Now, if we were to extract huge populations of "normal" children from the nuclear family and create institutions of valuable child-rearing for *them,* perhaps we could do the same for abused and neglected children. But what present-day culture would ever agree to that?
For those children in foster care who cannot make the transition to living permanently in a new family after they've been removed from their birth family, boarding schools might be a better option than institutions of child-rearing, where the children are allowed frequent (supervised) visits with their birth families, but know that they will not return to live in the same house with them until they may choose to do so at the age of 18. We would not be attempting to replicate or replace a child's relationship with their birth parent(s), but would rather be containing that relationship in a safe mechanism while allowing the child to be "raised" in an environment that would not undermine the primary quality of the birth parent relationship. Many foster care alumni talk about wishing they had had such an option: the ability to stay emotionally joined to their birth families, but safe until they could re-enter their families of origin on more equal footing as an adult.
Of course, it would be excellent to have the alternative of high-quality, developmentally appropriate, and stable institutional child-rearing for those situations where neither birth-family-through-glass nor foster care (or foster/adoption) were possible. But I don't see it being realizable in our current work world.
Hi-- as usual,your points are well-taken. I would suggest that the way to prevent the constant turnover is to give adequate salaries to the people who care for children, but that's not very likely in the real world, is it?

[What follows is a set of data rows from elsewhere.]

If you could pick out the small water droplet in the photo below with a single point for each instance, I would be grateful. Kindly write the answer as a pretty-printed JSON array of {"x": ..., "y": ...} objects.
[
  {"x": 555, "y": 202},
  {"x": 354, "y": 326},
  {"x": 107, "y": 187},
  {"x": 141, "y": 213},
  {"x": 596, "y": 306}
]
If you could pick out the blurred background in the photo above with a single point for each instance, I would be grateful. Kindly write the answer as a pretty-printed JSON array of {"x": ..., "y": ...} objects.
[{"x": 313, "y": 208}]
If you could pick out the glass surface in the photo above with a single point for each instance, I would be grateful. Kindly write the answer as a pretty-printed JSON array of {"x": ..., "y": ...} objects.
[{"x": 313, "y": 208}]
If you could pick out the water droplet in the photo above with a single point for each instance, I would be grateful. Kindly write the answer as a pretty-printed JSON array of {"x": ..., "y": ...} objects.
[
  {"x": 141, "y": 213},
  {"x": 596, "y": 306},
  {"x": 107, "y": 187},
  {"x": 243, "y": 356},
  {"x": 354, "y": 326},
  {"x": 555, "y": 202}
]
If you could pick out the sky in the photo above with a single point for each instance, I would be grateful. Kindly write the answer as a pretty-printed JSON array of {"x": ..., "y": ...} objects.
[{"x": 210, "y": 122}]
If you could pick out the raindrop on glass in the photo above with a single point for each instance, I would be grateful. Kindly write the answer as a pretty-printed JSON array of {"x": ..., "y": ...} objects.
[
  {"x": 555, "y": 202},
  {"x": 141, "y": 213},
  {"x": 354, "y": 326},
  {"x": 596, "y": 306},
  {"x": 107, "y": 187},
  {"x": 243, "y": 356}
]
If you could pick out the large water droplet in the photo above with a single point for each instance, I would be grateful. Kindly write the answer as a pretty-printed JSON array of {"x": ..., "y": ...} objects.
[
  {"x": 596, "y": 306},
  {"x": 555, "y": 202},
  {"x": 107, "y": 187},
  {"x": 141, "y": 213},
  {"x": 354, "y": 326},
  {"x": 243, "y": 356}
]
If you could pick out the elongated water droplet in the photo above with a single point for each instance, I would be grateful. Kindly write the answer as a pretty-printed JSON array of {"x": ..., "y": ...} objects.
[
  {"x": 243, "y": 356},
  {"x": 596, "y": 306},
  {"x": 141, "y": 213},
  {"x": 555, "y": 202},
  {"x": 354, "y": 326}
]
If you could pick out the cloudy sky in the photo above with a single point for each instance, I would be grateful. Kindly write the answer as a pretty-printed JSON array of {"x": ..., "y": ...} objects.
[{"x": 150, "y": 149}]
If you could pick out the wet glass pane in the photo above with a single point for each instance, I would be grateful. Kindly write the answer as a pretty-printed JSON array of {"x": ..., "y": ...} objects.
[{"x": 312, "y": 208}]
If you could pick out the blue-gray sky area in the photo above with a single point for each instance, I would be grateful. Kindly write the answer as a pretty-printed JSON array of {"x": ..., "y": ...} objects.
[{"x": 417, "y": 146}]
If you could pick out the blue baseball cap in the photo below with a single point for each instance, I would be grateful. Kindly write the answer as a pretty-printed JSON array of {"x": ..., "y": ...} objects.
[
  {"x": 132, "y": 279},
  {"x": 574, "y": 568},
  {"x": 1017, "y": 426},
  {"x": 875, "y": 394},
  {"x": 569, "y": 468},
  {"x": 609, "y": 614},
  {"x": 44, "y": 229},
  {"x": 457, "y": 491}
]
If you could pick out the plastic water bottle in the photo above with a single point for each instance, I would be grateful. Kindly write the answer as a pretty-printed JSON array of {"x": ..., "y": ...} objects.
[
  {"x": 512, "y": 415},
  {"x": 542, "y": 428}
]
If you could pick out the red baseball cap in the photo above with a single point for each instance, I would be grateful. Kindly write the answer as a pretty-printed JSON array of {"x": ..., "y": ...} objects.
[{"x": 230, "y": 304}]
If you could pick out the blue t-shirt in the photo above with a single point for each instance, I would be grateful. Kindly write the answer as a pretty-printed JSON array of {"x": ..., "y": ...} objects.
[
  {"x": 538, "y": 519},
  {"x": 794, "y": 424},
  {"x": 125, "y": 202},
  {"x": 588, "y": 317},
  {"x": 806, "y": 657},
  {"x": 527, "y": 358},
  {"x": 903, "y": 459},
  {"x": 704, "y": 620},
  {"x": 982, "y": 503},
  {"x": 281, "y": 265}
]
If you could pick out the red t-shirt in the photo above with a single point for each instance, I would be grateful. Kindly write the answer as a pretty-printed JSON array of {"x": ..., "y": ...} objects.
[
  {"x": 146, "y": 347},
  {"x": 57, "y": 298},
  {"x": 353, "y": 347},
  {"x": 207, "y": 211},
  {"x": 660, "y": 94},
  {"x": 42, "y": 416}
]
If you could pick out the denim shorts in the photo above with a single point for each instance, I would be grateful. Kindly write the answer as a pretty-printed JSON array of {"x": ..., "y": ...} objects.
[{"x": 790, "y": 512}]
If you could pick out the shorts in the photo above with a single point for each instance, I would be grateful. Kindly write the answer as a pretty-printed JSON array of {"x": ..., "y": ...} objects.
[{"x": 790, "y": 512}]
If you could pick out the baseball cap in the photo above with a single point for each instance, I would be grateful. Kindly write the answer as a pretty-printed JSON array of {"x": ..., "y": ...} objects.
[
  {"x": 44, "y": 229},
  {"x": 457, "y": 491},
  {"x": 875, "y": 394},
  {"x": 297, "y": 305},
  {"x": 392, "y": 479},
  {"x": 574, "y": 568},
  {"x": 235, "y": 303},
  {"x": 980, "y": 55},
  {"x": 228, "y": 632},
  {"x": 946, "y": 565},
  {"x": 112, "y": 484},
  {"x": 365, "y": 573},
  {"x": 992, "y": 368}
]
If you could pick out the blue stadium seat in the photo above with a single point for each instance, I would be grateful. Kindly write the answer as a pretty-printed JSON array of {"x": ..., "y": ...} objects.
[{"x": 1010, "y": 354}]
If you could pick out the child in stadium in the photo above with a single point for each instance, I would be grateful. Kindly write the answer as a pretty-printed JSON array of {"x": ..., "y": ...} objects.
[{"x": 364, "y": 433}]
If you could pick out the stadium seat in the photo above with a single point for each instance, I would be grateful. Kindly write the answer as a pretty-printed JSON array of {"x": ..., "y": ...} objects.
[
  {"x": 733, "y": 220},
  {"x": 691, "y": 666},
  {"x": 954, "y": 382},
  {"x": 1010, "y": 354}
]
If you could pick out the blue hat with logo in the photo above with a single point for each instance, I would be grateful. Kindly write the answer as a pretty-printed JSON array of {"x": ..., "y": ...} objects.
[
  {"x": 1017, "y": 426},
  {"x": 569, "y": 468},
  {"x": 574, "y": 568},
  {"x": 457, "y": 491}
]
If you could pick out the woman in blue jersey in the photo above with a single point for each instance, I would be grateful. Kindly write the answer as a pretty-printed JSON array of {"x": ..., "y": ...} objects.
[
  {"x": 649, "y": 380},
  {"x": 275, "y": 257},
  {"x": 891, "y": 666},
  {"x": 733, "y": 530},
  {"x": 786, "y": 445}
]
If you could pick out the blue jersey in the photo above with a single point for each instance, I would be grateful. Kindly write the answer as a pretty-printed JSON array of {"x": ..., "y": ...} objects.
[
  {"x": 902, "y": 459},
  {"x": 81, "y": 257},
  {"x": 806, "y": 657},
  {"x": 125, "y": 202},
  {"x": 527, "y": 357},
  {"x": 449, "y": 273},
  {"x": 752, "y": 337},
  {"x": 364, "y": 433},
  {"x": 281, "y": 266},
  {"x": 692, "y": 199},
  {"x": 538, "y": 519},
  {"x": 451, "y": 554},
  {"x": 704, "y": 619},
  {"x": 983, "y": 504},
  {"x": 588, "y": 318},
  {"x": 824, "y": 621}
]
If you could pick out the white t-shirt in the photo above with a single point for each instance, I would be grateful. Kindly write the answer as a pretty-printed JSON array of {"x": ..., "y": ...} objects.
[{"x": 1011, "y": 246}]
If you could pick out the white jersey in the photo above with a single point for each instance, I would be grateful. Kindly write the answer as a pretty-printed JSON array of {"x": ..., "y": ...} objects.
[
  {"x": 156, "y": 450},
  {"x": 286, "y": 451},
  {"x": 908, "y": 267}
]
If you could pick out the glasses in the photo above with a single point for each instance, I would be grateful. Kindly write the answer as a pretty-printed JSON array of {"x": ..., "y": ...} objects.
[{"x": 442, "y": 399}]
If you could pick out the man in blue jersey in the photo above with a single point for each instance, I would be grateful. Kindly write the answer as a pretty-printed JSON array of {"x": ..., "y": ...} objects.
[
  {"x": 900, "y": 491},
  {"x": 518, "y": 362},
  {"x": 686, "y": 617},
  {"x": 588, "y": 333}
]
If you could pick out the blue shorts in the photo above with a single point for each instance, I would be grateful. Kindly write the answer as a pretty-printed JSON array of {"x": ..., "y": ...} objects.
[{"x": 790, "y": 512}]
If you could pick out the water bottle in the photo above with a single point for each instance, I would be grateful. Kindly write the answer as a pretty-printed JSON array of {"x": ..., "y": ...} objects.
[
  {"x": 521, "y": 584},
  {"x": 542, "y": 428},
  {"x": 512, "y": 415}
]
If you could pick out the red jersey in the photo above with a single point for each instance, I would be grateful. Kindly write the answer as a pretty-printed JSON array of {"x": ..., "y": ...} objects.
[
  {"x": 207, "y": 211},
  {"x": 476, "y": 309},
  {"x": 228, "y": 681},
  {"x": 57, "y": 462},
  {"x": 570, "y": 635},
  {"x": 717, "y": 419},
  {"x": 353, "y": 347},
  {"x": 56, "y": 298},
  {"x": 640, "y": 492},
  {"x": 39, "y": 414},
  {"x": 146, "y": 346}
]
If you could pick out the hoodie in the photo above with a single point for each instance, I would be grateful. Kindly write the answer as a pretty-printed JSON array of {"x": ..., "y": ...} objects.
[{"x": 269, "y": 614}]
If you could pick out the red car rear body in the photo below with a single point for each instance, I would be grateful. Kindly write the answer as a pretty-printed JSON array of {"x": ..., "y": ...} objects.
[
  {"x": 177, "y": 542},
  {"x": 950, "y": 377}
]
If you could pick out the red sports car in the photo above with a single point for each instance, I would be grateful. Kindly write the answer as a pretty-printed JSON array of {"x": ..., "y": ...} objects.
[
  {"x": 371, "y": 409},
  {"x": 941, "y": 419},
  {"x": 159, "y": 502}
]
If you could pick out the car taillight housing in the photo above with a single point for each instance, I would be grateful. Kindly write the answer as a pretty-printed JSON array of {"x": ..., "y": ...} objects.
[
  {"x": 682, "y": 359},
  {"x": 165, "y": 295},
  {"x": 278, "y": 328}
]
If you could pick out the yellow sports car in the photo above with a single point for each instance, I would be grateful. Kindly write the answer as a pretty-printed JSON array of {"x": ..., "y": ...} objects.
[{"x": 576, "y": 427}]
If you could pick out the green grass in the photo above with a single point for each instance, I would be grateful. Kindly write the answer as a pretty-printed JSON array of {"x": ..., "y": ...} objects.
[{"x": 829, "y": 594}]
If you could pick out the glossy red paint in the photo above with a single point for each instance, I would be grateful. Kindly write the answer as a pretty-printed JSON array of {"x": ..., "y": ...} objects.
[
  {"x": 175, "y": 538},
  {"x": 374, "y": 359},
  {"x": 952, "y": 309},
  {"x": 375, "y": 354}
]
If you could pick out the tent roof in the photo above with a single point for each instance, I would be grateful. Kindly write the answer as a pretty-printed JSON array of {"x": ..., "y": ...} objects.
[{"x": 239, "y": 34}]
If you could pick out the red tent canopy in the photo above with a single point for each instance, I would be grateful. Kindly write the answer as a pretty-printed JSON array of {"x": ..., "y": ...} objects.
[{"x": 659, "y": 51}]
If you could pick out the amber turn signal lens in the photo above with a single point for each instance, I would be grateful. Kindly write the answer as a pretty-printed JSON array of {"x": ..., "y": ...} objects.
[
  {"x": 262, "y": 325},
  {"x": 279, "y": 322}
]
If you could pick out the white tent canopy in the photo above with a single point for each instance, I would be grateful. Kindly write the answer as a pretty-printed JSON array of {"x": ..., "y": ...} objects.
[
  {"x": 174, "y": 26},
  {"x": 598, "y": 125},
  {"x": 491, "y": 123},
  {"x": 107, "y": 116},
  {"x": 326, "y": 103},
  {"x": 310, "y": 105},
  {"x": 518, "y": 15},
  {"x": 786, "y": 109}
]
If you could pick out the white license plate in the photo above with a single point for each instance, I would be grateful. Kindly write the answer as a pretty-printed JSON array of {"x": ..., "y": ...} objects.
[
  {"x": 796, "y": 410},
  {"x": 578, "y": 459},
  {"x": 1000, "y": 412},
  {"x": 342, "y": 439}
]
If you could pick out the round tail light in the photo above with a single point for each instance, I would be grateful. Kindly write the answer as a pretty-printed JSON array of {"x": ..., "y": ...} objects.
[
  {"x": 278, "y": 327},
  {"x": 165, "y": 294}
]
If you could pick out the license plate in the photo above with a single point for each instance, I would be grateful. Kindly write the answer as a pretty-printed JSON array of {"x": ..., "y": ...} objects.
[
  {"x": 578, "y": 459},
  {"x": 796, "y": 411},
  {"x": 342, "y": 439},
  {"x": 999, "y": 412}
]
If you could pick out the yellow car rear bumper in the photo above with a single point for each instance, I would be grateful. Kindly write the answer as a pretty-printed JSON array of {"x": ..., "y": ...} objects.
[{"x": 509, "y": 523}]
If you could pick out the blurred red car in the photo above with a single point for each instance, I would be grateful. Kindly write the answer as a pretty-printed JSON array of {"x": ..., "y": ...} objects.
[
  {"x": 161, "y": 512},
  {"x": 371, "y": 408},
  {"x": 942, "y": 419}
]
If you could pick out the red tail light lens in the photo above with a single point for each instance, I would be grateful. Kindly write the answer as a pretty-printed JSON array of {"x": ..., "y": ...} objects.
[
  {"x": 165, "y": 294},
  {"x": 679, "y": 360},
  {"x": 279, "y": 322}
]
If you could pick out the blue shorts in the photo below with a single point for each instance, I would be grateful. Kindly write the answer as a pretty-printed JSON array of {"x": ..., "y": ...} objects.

DeletePlease understand that I am not arguing that we get rid of fostering and adoption and replace them with institutionalization. What I'm trying to do is to examine with care certain research that is being used as basis of legislation and decision-making in several countries, even though-- in my opinion-- it is "not ready for prime time".
Generalizing from one country to another may not work very well. As the paper by Victor Groza that I cited points out, children in high-resource countries tend to be in care for different reasons than children in low-resource countries. The latter may not have been "removed" but may have ongoing relationships with family members that could be easier to maintain through institutional care than in a foster family. It's hard to imagine even the best-trained and best-intentioned foster parents doing all the work of maintaining the child's connections with the bio family, arranging meetings etc., and at the same time managing boundaries so they don't end up "fostering" the rest of the family too.
My position is that we need a range of care options and flexibility in the way each option operates. I'm arguing against the belief that institutions must all be phased out and foster care or adoption become the only choices. [This is what CHIFF proposes not only for the U.S. but for all countries.] I'm also arguing that institutions with plenty of resources and staff can do a much better job than the Romanian
orphanages involved in the BEIP.
I agree whole-heartedly with your Open Adoption suggestion, but I do have to query whether it jibes with the motivations of many adoptive or foster parents, and what kinds of services such caregivers would need before they could effectively handle their contacts with the bio families.
Thanks for your report from the trenches-- always valuable!